SECURITIES AND EXCHANGE COMMISSION

Washington, D.C. 20549

 

 

FORM 8-K

 

 

CURRENT REPORT

Pursuant to Section 13 or 15(d)

of the Securities Exchange Act of 1934

Date of Report (Date of earliest event reported): November 16, 2016

 

 

MONDELĒZ INTERNATIONAL, INC.

(Exact name of registrant as specified in its charter)

 

 

 

Virginia   1-16483   52-2284372

(State or other jurisdiction

of incorporation)

 

(Commission

File Number)

 

(I.R.S. Employer

Identification No.)

Three Parkway North, Deerfield, Illinois 60015

(Address of principal executive offices, including zip code)

(847) 943-4000

(Registrant’s telephone number, including area code)

Not Applicable

(Former name or former address, if changed since last report.)

 

 

Check the appropriate box below if the Form 8-K filing is intended to simultaneously satisfy the filing obligation of the registrant under any of the following provisions (see General Instruction A.2. below):

 

Written communications pursuant to Rule 425 under the Securities Act (17 CFR 230.425)

 

Soliciting material pursuant to Rule 14a-12 under the Exchange Act (17 CFR 240.14a-12)

 

Pre-commencement communications pursuant to Rule 14d-2(b) under the Exchange Act (17 CFR 240.14d-2(b))

 

Pre-commencement communications pursuant to Rule 13e-4(c) under the Exchange Act (17 CFR 240.13e-4(c))

 

 

 


Item 8.01. Other Events.

On November 16, 2016, Mondelēz International, Inc. (the “Company”) issued a press release calling for redemption the entire $850 million aggregate principal amount of its outstanding 2.250% Notes due 2019 (CUSIP No. 609207AA3) (the “Notes”), which were issued pursuant to the Indenture, dated as of October 17, 2001 (as supplemented and amended from time to time, the “Base Indenture”), by and between the Company and Deutsche Bank Trust Company Americas (as successor to The Bank of New York, as successor to The Chase Manhattan Bank), as trustee, as supplemented by the Officers’ Certificate of the Company, dated as of January 16, 2014, issued pursuant to Section 301 of the Base Indenture.

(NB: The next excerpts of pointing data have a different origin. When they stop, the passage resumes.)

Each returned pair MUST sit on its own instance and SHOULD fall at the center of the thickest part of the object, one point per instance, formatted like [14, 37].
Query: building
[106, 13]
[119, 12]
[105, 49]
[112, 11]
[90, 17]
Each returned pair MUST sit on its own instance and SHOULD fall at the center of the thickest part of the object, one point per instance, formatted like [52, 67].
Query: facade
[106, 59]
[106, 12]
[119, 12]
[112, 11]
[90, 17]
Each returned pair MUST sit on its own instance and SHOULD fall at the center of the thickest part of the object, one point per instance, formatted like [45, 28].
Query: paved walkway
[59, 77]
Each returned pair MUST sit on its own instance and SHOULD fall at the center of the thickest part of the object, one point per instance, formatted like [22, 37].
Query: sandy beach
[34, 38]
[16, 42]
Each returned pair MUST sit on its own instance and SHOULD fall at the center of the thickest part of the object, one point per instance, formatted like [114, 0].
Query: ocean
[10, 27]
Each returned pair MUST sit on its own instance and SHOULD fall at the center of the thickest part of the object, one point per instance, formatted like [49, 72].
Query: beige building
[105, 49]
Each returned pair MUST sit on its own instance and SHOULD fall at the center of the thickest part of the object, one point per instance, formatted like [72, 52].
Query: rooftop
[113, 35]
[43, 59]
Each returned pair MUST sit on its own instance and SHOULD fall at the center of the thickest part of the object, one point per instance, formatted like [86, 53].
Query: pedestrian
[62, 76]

The Notes will be redeemed on December 16, 2016 (the “Redemption Date”), at a redemption price (the “Redemption Price”) equal to the greater of (1) 100 percent of the principal amount of the Notes to be redeemed or (2) the sum of the present values of each remaining scheduled payment of principal and interest thereon (exclusive of interest accrued to the Redemption Date) discounted to the Redemption Date on a semi-annual basis (assuming a 360-day year consisting of twelve 30-day months) at the Treasury Rate (as defined in the Notes) plus 10 basis points, plus accrued and unpaid interest on the principal amount of the Notes to, but not including, the Redemption Date.

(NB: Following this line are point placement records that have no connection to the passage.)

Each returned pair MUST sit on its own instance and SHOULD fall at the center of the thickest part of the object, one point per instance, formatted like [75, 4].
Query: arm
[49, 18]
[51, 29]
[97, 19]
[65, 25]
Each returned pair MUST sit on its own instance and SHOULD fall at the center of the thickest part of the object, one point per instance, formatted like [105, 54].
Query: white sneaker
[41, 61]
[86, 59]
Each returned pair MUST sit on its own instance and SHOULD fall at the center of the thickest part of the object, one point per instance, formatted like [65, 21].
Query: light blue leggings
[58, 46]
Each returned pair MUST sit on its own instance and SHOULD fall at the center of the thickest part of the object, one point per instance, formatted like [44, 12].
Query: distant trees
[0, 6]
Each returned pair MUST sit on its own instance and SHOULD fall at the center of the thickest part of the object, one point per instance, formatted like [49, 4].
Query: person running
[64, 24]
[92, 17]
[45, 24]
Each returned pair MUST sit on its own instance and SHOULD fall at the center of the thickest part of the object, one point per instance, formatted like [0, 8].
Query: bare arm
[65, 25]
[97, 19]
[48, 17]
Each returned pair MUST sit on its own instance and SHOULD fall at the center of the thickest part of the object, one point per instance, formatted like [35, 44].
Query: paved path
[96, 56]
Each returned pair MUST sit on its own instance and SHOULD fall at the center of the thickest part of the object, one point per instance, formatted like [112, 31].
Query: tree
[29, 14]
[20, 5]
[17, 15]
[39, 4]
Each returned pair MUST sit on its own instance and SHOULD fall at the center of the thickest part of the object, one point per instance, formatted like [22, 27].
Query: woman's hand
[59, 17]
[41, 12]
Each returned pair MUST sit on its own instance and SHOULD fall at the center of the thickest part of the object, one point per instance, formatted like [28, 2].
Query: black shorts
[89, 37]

The Company expects to publish the actual Redemption Price in the investor section of its website (http://www.mondelezinternational.com/investors) once it has been determined.

 

Item 9.01. Financial Statements and Exhibits.

(d) The following exhibit is being filed with this Current Report on Form 8-K.

 

Exhibit
Number

  

Description

99.1    Mondelēz International, Inc. Press Release, dated November 16, 2016.


SIGNATURES

Pursuant to the requirements of the Securities Exchange Act of 1934, as amended, the registrant has duly caused this report to be signed on its behalf by the undersigned hereunto duly authorized.

 

MONDELĒZ INTERNATIONAL, INC.
By:  

/s/ Carol J. Ward

Name:   Carol J. Ward
Title:   Vice President and Corporate Secretary

Date: November 16, 2016


EXHIBIT INDEX

 

Exhibit
Number

  

Description

99.1    Mondelēz International, Inc. Press Release, dated November 16, 2016.